Let’s say you need 100 apples for your family. Just 100, no more. Would you go and pick 1000 apples and throw away 900 (assuming they are all equally good in quality)? No, you would not. Furthermore, if you already had 80 similar apples in storage, would you throw those apples away and pick new ones? Of course not.

This is what industrial heat in its traditional form looks like. Sure, most of the current industrial processes were initially created during a period when energy (the apples of the simple example) was abundant, and you could get more just by opening a valve or sending a purchase order. And sure, there was not a useful technology available before Upheat to turn low-temperature heat into a usable form. But for some time now, the energy balance of industrial operations has been a topic of great importance, both for economic and ecological reasons.
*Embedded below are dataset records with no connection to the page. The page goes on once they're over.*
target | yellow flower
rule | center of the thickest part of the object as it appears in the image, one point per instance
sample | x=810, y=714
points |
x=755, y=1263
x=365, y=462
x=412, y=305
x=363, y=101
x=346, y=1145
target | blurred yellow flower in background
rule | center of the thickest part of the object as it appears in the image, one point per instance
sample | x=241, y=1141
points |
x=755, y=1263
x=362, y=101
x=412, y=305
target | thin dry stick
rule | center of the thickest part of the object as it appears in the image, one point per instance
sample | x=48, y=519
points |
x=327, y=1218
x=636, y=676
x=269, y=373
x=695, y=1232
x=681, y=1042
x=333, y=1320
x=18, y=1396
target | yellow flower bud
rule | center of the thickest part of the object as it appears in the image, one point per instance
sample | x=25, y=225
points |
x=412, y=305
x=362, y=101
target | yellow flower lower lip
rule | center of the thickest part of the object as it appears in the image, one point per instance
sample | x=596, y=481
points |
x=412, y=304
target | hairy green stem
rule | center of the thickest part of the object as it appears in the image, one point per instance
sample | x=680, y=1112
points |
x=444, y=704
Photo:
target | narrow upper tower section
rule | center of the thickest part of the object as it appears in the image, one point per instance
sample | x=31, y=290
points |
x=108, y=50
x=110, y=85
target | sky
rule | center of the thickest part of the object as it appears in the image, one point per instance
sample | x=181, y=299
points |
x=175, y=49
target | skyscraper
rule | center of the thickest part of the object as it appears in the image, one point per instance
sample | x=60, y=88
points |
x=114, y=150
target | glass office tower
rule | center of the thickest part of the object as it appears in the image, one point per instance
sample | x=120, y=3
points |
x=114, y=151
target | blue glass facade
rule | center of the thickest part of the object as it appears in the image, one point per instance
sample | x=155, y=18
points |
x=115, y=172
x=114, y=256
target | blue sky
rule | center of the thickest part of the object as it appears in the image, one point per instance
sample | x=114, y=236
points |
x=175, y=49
But until now, the only way to create heat at 140°C has been to burn something at 1600°C and then discard the rest*.

This is about to change.

Re-use even the lower-temperature waste heat

Most industrial production facilities waste heat. The available high-temperature waste heat has already been used in many places, but the lower-temperature heat (usually 50°C to 80°C) is often dissipated into the atmosphere, as there has been no feasible way to reuse it. This heat can come from many sources – cooling, compressed air, drying, pasteurizing, chemical reactions, and flue gases of steam generation, to name a few. In most cases, reusing this heat has not been technically or economically feasible, but this is about to change.

Upheat high-temperature heat pumps can take this heat and convert it to a temperature that the production can use. The first law of thermodynamics states that energy cannot be created or destroyed, but it can change its form. This is exactly what a heat pump does: it takes units of lower-temperature heat and turns them into higher-temperature heat with the help of a compressor filled with refrigerants.

In the case of Upheat, the heat pump can take a waste heat source of, say, 50°C and turn it into usable heat of, say, 140°C. The sink temperatures of our products (100°C to 200°C) are useful for the different production processes.

Go Circular in Heat Generation

As the technology to transform the waste heat into a usable format now exists, your company can go circular in heat generation. Well, at least significantly more circular as there is always some need for additional energy for the process. For the remaining heat, it’s possible to only generate the temperature the processes need, not burning a much higher temperature flame with low recovery efficiency. With a payback of 1 to 3 years, the Upheat high-temperature heat pumps make the transformation of the production energy balance possible for every business.


*) We know the comparison is not apples to apples (pun intended), but you get the point. Losses of using a flame to heat something to 140°C are too high to tolerate when looking for sustainability.